The Food and Drug Administration announced last week that they are now investigating whether the stop-smoking medication is safe.
Now News 8 has learned the number and type of side effects might be far greater and more deadly than previously reported.
Over the last two months, Ryann Rathbone said she has received countless e-mails from people thanking her for bringing attention to the possible side effects of Chantix.
“We’ve had people who have e-mailed me that I don’t know telling me about their depression or their aggression on it, or their boyfriend’s aggression on Chantix,” she said.
Rathbone’s musician boyfriend, Carter Albrecht, was killed in September after being shot by a neighbor during what she described as a violent hallucination prompted by the drug.
After an initial report on Albrecht’s death, News 8 requested, through the Freedom of Information Act, all the complaints filed with the FDA about Chantix. A computer disc was sent with 5,157 complaints, which were all filed in just one week after the News 8 report aired.
Suicide was reported 55 times. Suicidal thoughts were mentioned in 199 cases and 417 people complained of depression.

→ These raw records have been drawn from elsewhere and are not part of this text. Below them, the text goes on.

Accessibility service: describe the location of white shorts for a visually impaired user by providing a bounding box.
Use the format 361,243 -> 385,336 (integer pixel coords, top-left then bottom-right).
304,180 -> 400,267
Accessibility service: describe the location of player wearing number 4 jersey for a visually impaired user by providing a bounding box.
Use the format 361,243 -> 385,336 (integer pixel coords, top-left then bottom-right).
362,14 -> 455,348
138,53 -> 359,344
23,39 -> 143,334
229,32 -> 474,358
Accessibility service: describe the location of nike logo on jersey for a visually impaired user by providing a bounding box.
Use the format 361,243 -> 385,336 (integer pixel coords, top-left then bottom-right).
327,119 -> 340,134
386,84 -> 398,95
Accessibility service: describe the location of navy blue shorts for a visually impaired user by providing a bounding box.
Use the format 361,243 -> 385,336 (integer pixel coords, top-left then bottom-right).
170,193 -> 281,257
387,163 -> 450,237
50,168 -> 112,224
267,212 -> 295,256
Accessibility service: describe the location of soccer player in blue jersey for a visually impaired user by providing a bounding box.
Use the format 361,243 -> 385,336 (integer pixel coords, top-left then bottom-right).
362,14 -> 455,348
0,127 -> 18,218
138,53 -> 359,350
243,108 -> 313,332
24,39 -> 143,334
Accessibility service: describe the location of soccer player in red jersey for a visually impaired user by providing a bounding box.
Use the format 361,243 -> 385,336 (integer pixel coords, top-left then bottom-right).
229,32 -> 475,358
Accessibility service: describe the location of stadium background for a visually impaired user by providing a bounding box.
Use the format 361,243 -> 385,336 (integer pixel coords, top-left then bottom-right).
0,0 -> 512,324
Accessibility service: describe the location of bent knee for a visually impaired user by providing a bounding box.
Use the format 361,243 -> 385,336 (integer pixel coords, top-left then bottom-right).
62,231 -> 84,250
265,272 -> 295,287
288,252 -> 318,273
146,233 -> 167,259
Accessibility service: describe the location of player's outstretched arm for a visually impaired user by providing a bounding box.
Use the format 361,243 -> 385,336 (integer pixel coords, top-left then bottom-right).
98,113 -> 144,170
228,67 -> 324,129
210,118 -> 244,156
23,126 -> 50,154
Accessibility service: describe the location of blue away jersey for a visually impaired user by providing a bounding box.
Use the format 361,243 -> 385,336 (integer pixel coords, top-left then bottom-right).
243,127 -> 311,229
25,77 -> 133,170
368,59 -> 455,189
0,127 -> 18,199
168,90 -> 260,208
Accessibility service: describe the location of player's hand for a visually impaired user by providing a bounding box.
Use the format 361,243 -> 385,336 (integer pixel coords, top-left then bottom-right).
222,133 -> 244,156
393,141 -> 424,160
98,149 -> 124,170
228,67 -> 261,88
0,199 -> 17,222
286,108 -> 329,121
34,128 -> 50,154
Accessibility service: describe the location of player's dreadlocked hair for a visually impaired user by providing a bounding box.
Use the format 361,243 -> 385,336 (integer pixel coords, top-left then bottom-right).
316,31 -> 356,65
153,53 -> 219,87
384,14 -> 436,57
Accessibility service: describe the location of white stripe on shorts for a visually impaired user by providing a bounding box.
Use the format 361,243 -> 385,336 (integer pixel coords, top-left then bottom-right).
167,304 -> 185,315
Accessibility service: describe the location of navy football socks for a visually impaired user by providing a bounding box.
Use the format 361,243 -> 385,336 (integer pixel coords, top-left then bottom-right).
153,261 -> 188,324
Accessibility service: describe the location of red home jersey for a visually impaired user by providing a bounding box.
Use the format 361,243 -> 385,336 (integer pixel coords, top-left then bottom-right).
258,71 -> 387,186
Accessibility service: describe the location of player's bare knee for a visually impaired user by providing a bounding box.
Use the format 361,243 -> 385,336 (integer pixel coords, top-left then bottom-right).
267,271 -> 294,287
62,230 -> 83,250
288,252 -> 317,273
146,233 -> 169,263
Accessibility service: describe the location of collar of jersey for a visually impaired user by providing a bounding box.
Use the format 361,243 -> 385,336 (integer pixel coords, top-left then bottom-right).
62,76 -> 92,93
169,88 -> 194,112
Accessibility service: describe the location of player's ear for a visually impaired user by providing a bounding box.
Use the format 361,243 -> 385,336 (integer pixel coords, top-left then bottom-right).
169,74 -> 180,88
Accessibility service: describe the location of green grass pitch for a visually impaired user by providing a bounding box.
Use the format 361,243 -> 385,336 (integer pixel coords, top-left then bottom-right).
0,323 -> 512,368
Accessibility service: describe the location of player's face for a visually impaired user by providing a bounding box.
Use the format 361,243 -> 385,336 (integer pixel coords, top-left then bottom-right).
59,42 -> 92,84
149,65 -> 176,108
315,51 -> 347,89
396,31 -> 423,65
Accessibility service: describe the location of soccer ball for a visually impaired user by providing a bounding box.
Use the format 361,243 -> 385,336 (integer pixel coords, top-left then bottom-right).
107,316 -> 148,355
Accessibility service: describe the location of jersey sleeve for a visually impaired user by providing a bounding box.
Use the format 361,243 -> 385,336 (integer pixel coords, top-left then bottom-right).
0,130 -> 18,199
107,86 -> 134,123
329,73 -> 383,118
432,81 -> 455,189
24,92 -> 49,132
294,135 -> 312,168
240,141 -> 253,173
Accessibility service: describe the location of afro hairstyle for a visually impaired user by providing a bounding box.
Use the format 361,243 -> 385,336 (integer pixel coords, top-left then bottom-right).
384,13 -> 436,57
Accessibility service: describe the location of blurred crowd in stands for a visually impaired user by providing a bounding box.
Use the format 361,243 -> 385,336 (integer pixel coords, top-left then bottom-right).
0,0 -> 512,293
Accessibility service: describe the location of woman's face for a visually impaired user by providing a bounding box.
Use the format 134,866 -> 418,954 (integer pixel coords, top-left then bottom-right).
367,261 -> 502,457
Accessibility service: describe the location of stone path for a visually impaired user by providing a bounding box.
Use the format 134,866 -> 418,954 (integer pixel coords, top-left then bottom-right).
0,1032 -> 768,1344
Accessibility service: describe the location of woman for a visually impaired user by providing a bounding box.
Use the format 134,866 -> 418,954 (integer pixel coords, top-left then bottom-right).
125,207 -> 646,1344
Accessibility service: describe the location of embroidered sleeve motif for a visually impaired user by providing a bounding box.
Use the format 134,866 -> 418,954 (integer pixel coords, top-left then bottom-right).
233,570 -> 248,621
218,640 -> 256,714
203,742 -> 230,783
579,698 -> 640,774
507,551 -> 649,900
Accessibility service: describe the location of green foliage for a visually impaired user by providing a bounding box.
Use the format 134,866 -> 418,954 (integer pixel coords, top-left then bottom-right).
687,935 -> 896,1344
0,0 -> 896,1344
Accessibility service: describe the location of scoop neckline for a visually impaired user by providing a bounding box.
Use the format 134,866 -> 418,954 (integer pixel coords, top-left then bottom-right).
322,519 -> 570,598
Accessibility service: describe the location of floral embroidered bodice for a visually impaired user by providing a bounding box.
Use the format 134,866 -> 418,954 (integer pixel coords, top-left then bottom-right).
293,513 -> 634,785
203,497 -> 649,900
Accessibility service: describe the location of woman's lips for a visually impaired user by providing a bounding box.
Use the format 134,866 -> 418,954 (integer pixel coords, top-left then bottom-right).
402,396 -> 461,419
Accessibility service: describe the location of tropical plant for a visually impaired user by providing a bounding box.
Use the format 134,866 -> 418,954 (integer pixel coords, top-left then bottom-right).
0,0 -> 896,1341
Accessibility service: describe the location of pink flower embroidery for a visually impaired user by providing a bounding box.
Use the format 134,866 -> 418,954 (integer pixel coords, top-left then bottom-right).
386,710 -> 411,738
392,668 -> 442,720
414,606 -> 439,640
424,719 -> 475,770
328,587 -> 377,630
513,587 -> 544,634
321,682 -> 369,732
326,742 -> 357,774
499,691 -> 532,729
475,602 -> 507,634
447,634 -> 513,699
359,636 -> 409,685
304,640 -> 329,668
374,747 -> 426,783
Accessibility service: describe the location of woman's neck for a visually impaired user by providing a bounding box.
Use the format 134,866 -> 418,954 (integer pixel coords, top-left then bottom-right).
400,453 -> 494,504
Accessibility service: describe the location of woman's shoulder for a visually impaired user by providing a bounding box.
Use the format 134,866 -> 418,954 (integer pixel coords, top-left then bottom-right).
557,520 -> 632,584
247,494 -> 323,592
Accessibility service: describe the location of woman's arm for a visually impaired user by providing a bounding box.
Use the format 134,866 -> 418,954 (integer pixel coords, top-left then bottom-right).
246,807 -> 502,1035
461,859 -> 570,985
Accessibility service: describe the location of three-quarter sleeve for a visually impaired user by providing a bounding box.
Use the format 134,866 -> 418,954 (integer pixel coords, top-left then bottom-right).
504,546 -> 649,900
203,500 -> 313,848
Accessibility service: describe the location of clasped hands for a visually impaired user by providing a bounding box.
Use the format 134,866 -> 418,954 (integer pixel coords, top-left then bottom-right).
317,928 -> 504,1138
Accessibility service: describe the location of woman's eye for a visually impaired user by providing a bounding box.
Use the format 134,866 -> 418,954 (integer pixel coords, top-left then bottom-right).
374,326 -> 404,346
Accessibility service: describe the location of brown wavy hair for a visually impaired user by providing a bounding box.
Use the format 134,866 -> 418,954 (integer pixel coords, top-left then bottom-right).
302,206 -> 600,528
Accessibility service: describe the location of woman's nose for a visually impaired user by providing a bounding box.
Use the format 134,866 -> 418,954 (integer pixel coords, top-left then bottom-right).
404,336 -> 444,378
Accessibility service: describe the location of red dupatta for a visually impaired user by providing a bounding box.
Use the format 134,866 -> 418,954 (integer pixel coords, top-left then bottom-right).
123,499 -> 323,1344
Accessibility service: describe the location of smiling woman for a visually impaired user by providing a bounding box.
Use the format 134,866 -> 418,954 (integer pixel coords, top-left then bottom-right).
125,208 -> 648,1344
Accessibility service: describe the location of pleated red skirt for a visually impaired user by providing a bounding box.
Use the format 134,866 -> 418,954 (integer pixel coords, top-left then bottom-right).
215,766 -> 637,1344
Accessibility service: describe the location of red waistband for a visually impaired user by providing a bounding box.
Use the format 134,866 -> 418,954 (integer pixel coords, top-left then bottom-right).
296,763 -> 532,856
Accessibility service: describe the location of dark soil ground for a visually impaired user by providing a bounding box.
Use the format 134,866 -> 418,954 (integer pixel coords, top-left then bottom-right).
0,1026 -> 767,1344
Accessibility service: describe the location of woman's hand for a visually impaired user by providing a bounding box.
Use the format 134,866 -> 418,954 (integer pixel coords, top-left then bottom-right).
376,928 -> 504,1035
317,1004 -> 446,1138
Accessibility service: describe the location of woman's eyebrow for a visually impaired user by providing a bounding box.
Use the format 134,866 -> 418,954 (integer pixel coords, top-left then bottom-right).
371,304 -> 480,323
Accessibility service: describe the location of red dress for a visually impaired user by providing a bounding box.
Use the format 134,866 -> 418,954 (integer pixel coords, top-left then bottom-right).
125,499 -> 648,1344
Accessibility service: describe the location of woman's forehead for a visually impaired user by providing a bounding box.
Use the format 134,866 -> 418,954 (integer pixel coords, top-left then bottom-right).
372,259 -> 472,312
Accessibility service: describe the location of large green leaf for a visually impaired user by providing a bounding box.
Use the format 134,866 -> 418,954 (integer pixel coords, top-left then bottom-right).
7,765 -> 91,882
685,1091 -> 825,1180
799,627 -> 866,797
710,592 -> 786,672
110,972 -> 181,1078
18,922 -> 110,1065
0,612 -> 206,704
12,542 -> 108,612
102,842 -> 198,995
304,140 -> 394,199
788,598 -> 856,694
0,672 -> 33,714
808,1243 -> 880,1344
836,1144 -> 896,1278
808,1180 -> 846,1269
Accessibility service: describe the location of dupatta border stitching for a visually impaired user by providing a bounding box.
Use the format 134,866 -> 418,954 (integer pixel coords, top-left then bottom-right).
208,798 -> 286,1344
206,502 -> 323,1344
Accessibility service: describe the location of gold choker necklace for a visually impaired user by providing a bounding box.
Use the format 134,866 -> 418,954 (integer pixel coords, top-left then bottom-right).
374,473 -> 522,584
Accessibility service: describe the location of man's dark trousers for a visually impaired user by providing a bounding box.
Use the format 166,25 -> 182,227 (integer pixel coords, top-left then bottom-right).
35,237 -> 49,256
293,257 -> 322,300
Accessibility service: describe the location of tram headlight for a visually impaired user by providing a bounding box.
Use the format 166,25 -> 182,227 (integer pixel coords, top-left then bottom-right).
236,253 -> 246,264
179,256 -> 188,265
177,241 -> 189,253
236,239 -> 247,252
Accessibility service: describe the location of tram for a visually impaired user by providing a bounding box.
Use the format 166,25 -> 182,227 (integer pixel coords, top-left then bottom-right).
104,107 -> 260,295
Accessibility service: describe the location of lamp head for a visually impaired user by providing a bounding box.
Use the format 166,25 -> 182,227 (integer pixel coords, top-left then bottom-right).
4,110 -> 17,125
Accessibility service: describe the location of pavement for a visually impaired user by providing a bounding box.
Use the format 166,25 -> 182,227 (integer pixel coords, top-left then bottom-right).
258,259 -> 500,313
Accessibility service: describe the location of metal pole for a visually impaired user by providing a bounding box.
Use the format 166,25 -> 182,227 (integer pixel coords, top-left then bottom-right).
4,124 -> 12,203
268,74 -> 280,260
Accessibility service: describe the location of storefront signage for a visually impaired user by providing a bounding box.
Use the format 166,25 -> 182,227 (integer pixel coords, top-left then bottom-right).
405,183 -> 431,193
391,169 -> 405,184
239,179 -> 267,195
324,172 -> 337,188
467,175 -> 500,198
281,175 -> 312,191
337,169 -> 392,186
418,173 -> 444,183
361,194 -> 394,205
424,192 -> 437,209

There were hundreds of mentions of anger, aggression, amnesia, hallucination and homicidal thoughts.
In California, Chad Huber was arrested after an allegedly unprovoked bar fight. His wife said the father of 6-year-old twins was never violent until starting Chantix.
An FDA spokesperson confirmed they are looking into 100 specific psychotic incidents in the United States.
Even before Albrecht’s death, the FDA said they had planned an investigation based on complaints in Europe where Pfizer sold the drug as Champix since 2006.
Rathbone said it all reinforces her commitment to warn Chantix users to beware and be aware.
“Not just the people who are taking the drug need to be aware,” she said. “I think their friends, their family, their coworkers [and] everyone needs to look for behavioral or mood changes.”
She said she hopes to save others from the grief she continues to endure.
The FDA is urging doctors to carefully monitor patients on the drug. People should also report side effects to the FDA.